Now things have gone sour on the Gold Coast and Parramatta are supposed to welcome him back with open arms? Not even in Hayne’s charmed world does that make sense. Sure, the romantics want to see the prodigal son return home, but that ship has sailed. Parramatta are not the club they were when Hayne left.

Hayne was given his chance to prove that Parra mattered a year ago, but the club had the door slammed in their face.

We’ve heard the whispers since. Fairfax Media reported earlier in the year that Hayne had put out the feelers about returning to the Eels when he was weighing up whether to take up the $1.2 million option to stay on the Gold Coast.

At the right price and if Hayne was coming over with the right mindset, the Eels would have contemplated it. But not now.

As the Titans are now realising, there’s a circus that comes with Hayne’s signature. It can be fun at first, but how many times can you watch the same clown routine without growing bored?

Parramatta are a club yearning for success. They don’t need negative headlines – they’ve had enough of them in the past few seasons to last a lifetime.

Now, Corey Norman would have been told what to say to reporters when he fronted to fulfil his media commitments on Monday.

Asked about the possibility of Hayne returning to the club, Norman said, “I’m happy with the team we’ve got here and I’m focused on the team we’ve got here”.

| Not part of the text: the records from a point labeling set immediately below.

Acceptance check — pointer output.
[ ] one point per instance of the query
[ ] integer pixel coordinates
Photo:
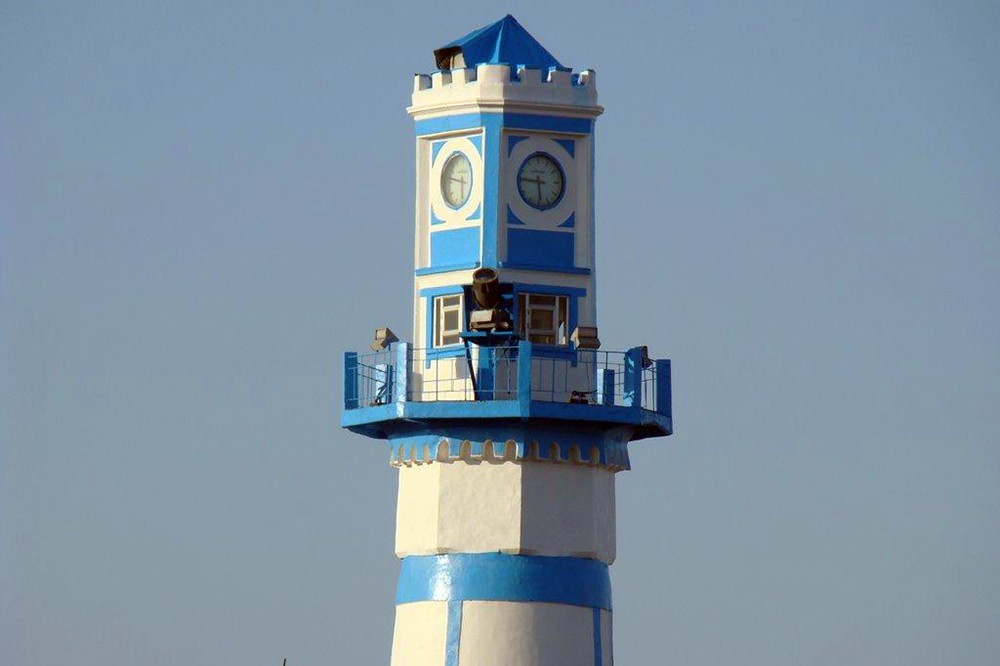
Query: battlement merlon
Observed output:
(492, 88)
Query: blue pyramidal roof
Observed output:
(504, 42)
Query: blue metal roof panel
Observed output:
(504, 42)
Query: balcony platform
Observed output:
(405, 390)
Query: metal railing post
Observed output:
(402, 379)
(606, 387)
(524, 376)
(632, 390)
(350, 380)
(663, 397)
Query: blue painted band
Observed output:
(497, 577)
(572, 270)
(464, 121)
(433, 270)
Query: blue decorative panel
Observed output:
(435, 149)
(454, 247)
(477, 141)
(569, 145)
(511, 218)
(513, 141)
(539, 248)
(573, 581)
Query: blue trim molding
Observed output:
(453, 577)
(448, 268)
(466, 121)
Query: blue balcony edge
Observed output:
(381, 421)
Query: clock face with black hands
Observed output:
(456, 180)
(540, 181)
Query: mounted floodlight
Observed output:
(585, 337)
(486, 288)
(383, 338)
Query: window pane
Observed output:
(542, 338)
(542, 321)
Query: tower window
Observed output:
(447, 320)
(543, 318)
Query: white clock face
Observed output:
(540, 181)
(456, 180)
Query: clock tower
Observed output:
(506, 420)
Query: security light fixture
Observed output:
(383, 338)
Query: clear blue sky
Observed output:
(204, 204)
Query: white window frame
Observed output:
(442, 305)
(560, 306)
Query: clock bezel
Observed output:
(444, 170)
(559, 167)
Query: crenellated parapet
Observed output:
(423, 450)
(498, 87)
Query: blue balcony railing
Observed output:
(520, 374)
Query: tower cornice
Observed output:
(495, 89)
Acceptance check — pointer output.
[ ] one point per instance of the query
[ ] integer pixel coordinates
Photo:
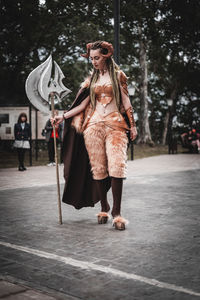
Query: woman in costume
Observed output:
(97, 113)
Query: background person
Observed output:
(22, 135)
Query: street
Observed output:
(156, 257)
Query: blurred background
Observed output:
(158, 47)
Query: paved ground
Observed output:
(156, 258)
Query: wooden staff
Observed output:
(56, 160)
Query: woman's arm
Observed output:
(127, 104)
(76, 110)
(71, 113)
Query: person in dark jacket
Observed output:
(22, 135)
(50, 139)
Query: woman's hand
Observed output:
(56, 120)
(133, 133)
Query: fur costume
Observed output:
(107, 150)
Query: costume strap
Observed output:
(129, 113)
(123, 82)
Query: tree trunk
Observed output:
(166, 121)
(144, 129)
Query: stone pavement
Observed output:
(156, 257)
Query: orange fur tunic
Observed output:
(106, 110)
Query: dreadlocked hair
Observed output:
(113, 70)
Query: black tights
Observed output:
(116, 184)
(21, 154)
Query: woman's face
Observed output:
(97, 59)
(23, 119)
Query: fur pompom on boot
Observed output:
(119, 223)
(102, 217)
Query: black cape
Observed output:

Hooker Cameron King followed the party line: “I think Bevan [French] is doing a pretty good job [at fullback] for us, so that’s all I’ll say about that”.

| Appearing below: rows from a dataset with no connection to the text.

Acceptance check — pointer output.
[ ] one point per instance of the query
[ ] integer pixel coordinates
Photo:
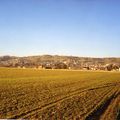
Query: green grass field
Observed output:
(59, 94)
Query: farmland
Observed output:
(59, 94)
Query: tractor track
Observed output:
(100, 110)
(72, 94)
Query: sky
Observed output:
(88, 28)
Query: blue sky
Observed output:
(64, 27)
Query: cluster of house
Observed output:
(62, 65)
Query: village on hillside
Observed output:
(61, 62)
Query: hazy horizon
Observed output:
(65, 27)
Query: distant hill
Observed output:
(51, 61)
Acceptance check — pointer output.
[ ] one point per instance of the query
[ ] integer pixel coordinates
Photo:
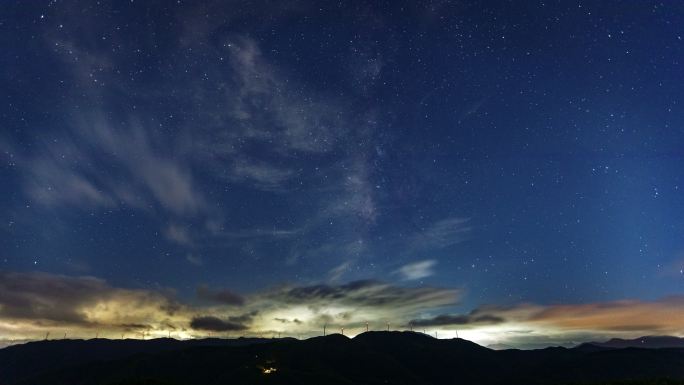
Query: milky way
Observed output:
(508, 170)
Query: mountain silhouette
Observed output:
(369, 358)
(647, 342)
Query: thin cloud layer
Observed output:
(222, 296)
(418, 270)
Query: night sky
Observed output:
(511, 170)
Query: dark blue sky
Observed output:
(516, 152)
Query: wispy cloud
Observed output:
(222, 296)
(443, 233)
(417, 270)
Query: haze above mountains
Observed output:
(369, 358)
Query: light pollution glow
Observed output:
(33, 304)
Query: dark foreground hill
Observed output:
(370, 358)
(648, 342)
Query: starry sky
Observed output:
(508, 170)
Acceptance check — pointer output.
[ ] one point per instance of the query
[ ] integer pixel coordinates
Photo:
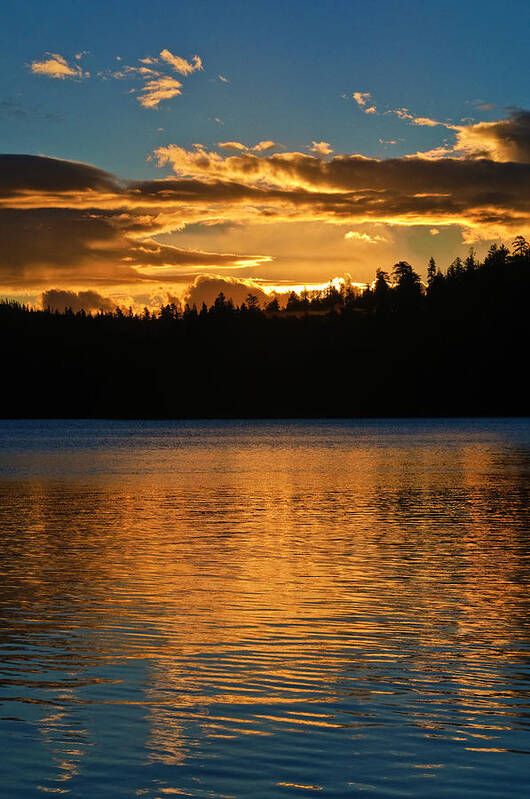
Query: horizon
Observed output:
(231, 148)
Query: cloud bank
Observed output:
(62, 220)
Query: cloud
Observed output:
(61, 299)
(180, 65)
(502, 140)
(321, 148)
(65, 222)
(426, 122)
(205, 288)
(364, 238)
(260, 147)
(158, 89)
(363, 99)
(232, 145)
(56, 66)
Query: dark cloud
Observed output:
(206, 288)
(61, 299)
(37, 173)
(72, 222)
(503, 140)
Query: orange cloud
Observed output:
(56, 66)
(321, 148)
(158, 89)
(260, 147)
(363, 99)
(364, 238)
(180, 65)
(62, 220)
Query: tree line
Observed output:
(456, 344)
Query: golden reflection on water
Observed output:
(262, 587)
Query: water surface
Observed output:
(241, 609)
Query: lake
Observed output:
(265, 609)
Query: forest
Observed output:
(455, 345)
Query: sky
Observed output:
(170, 149)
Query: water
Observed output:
(264, 610)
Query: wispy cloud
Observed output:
(158, 89)
(56, 66)
(180, 65)
(321, 148)
(260, 147)
(364, 238)
(364, 101)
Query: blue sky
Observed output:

You can’t help but think those comments are a general reflection of Hayne’s current standing at the Eels, regardless of how much they like him as a bloke.

If you’d asked the players the same question 12 months ago, the answers would have been different. In fact, they were.

“That would be massive if Haynesy comes back,” Clint Gutherson said last year. There was no such excitement this time around.

When Ivan Cleary took over at Wests Tigers earlier this year, he said his coaching philosophy was that “the star of the team is the team”.

That’s the mentality Brad Arthur coaches with at the Eels. That is why when Gutherson, their best player this season, was ruled out through injury, the Eels were able to pick themselves up and continue their winning ways.

This isn’t personal. Arthur probably has a better relationship with Hayne than any of the coaches who have tried to crack the enigma that is J. Hayne. But Arthur has put too much into rebuilding this team to see it all go to waste for the sake of writing Hayne’s happily ever-after.

Hayne should be remembered as one of the most brilliant footballers to lace on a boot in this country. Truth is, the longer the circus continues the less likely he will be remembered for his football at all.